An obstacle is marked with 1 and empty space with 0.
Return the number of unique paths that do not pass through any obstacle.
Input: obstacleGrid = [[0,0,0],[0,1,0],[0,0,0]]
Output: 2
Explanation: There is one obstacle in the middle of the 3x3 grid. There are two unique paths: Right→Right→Down→Down and Down→Down→Right→Right.
Input: obstacleGrid = [[0,1],[0,0]]
Output: 1
This is an extension of Unique Paths. The key difference is that any cell marked as an obstacle has 0 paths through it.
We modify the DP table to set dp[i][j] = 0 whenever obstacleGrid[i][j] == 1.
- If the start or end cell is an obstacle, immediately return 0.
- Initialize first row and first column: set to 1 only until an obstacle is encountered; all subsequent cells in that row/column become 0.
- For all other cells: if the cell is an obstacle set 0, otherwise dp[i][j] = dp[i-1][j] + dp[i][j-1].

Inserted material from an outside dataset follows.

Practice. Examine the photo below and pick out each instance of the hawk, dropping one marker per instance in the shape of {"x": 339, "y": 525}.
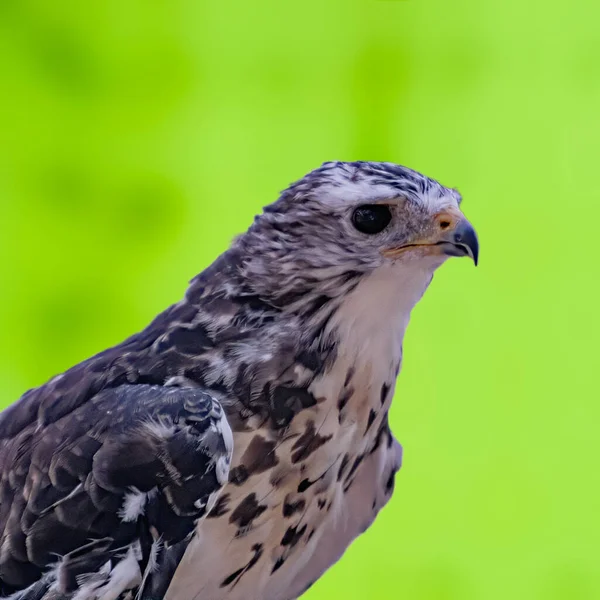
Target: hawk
{"x": 235, "y": 447}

public class UniquePathsII {
public int uniquePathsWithObstacles(int[][] obstacleGrid) {
int m = obstacleGrid.length, n = obstacleGrid[0].length;
if (obstacleGrid[0][0] == 1 || obstacleGrid[m - 1][n - 1] == 1) return 0;
int[][] dp = new int[m][n];
dp[0][0] = 1;
for (int i = 1; i < m; i++)
dp[i][0] = (obstacleGrid[i][0] == 1) ? 0 : dp[i - 1][0];
for (int j = 1; j < n; j++)
dp[0][j] = (obstacleGrid[0][j] == 1) ? 0 : dp[0][j - 1];
for (int i = 1; i < m; i++) {
for (int j = 1; j < n; j++) {
if (obstacleGrid[i][j] == 1) {
dp[i][j] = 0;
} else {
dp[i][j] = dp[i - 1][j] + dp[i][j - 1];
}
}
}
return dp[m - 1][n - 1];
}
}
Complexity Analysis:
Time complexity: O(m * n) to traverse every cell once.
Space complexity: O(m * n) for the DP table; can be reduced to O(n) with a 1D array.